Participant Perceptions
Response frequencies for the feedback questions were summarized and compared across design conditions. It was anticipated that adaptive item selection/ strict social desirability balancing would result in more difficult choices, increasing the perceived frequencies of seeing adjective pairs that were equally like the participants/equally socially desirable, as well as lowering the expected success in faking good.
Results
Empirical Study
Measurement Precision
To model the effect of adaptive item selection and social desirability balancing on SEMs, a two-way analysis of variance (ANOVA) with type III sums of squares and unbalanced design was conducted (using the “Anova” function in the “car” package in R, Fox & Weisberg, 2019). Furthermore, the Tukey HSD test (using the “HSD.test” function in the “agricolae” package in R, de Mendiburu, 2020) was conducted to compare the mean SEMs across the four design conditions and place them into groups that are not significantly different. Analysis was conducted for each of the six scales independently using all cases in the sample. Results for all scales are summarized in Table 3 (ANOVA) and Table 4 (mean SEMs, with subscripts showing Tukey HSD adjusted significance group assignments).
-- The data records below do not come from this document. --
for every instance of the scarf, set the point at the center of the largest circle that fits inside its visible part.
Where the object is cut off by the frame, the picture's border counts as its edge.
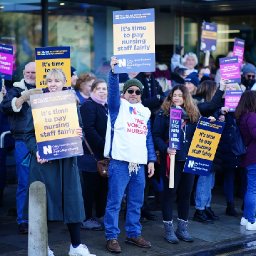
(97, 99)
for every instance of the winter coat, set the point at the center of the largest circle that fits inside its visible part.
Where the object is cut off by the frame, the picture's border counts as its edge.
(62, 181)
(247, 125)
(161, 138)
(17, 117)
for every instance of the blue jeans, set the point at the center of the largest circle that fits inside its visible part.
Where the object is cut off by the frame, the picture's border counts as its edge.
(22, 173)
(119, 181)
(204, 187)
(250, 195)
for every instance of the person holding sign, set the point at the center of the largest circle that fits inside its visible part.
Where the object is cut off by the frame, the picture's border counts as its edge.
(246, 117)
(61, 178)
(183, 182)
(130, 145)
(15, 106)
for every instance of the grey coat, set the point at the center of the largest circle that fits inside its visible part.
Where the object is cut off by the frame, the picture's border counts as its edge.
(62, 181)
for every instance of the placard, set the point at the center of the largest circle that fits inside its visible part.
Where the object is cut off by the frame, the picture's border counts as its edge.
(48, 58)
(134, 40)
(203, 146)
(238, 49)
(232, 99)
(175, 128)
(56, 120)
(230, 69)
(208, 36)
(6, 61)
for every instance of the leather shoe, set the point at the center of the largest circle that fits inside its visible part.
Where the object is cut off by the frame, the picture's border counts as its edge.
(138, 241)
(23, 228)
(113, 246)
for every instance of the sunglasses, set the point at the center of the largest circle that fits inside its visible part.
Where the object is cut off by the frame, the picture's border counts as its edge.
(137, 92)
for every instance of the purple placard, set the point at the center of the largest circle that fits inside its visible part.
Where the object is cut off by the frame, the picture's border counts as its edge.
(209, 36)
(230, 69)
(232, 99)
(6, 61)
(175, 128)
(238, 49)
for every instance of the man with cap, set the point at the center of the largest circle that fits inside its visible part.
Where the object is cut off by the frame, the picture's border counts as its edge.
(248, 76)
(191, 82)
(129, 144)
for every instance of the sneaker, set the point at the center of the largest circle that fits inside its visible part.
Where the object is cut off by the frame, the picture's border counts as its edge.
(50, 252)
(91, 224)
(81, 250)
(243, 221)
(251, 226)
(23, 228)
(138, 241)
(113, 246)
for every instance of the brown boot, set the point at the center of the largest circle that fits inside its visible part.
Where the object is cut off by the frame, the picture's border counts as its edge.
(139, 241)
(113, 246)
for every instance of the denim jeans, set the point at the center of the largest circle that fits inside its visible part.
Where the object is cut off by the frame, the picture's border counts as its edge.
(120, 181)
(22, 173)
(204, 187)
(250, 195)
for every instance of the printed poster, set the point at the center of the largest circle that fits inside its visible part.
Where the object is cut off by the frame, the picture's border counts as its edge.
(238, 49)
(232, 99)
(56, 120)
(6, 61)
(175, 128)
(209, 36)
(230, 69)
(203, 147)
(48, 58)
(134, 40)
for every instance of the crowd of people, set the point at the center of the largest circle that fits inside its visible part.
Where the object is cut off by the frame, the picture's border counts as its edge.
(126, 120)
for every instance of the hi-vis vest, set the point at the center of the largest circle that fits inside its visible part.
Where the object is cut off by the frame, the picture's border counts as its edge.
(130, 134)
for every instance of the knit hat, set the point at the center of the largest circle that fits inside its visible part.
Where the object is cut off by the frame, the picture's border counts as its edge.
(132, 82)
(72, 71)
(248, 68)
(192, 78)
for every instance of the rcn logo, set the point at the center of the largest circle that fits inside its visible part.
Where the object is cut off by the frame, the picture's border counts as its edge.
(47, 149)
(121, 63)
(191, 163)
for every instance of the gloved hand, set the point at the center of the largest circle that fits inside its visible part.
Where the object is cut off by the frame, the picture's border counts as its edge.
(25, 95)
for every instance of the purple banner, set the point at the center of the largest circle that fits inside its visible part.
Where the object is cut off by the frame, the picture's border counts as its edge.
(6, 61)
(209, 36)
(232, 99)
(230, 69)
(238, 49)
(175, 128)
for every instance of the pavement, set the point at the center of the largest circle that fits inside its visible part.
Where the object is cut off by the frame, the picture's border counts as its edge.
(210, 239)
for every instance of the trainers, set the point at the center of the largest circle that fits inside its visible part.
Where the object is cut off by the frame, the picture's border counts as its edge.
(138, 241)
(81, 250)
(113, 246)
(50, 252)
(91, 224)
(23, 228)
(243, 221)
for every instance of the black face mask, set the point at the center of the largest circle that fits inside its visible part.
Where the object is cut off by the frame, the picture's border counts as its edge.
(248, 83)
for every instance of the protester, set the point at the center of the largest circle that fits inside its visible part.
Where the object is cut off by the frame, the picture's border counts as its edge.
(246, 118)
(94, 113)
(61, 178)
(130, 148)
(183, 182)
(208, 99)
(83, 86)
(15, 106)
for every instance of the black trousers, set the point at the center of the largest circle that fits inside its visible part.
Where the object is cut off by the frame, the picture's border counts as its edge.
(95, 194)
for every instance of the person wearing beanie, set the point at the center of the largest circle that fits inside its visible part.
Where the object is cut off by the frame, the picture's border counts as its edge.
(130, 146)
(248, 76)
(191, 82)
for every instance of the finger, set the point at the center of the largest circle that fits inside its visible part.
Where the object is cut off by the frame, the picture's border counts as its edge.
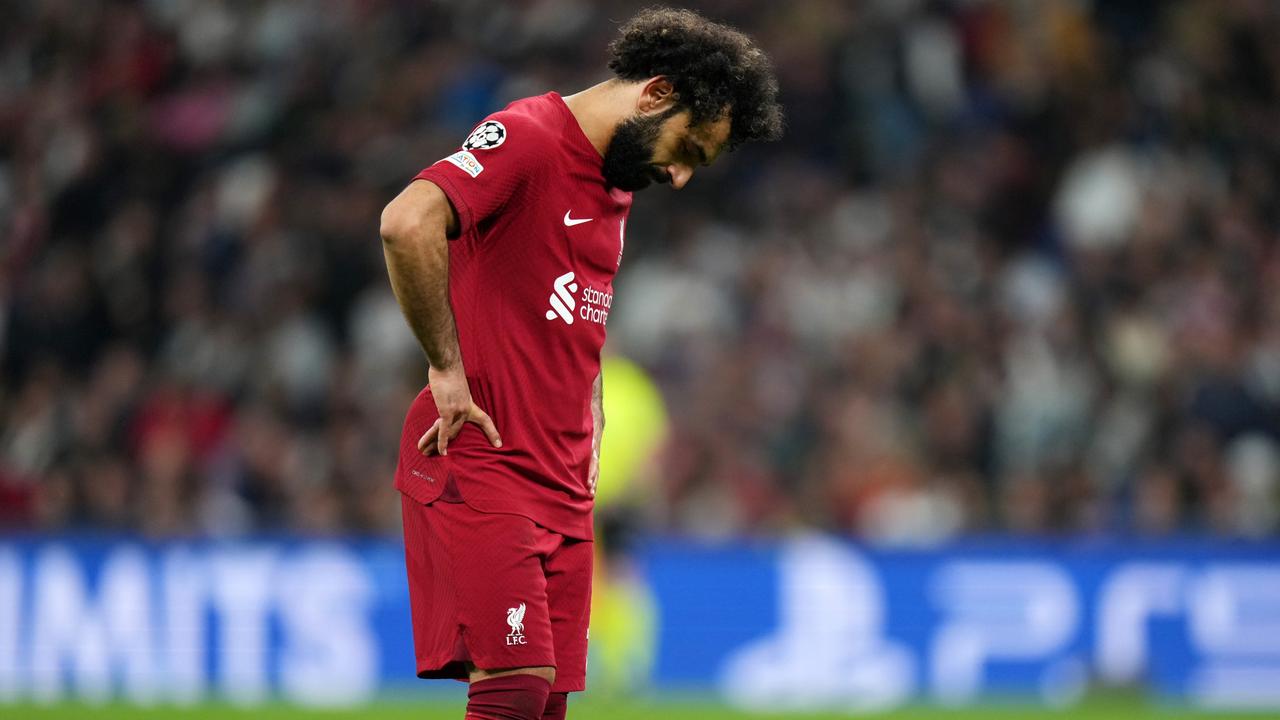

Visually, the full distributions of SEMs across all individuals in each of the four conditions are shown in Figure 1. The sample mean SEMs for each scale as the test progressed are shown in the top panel of Figure 2. The final achieved mean SEMs by estimated trait values are shown in Figure 3 (for each scale, participants were placed into bins of width 0.5 of the latent trait metric according to their estimated scores, and mean SEMs were plotted for bins with at least 10 participants). The individuals’ mean SEMs (i.e., average SEM across all six scales for each participant) were plotted against the Euclidean distance between their estimated score profile and the origin (i.e., the starting location of adaptive item selection) in Figure 4.

SEMs by Design Conditions for the Empirical Sample.

Sample Mean SEMs by Test Length and Design Conditions for the Empirical and Simulated Samples.

Sample Mean SEMs by Trait Values and Design Conditions for the Empirical Sample.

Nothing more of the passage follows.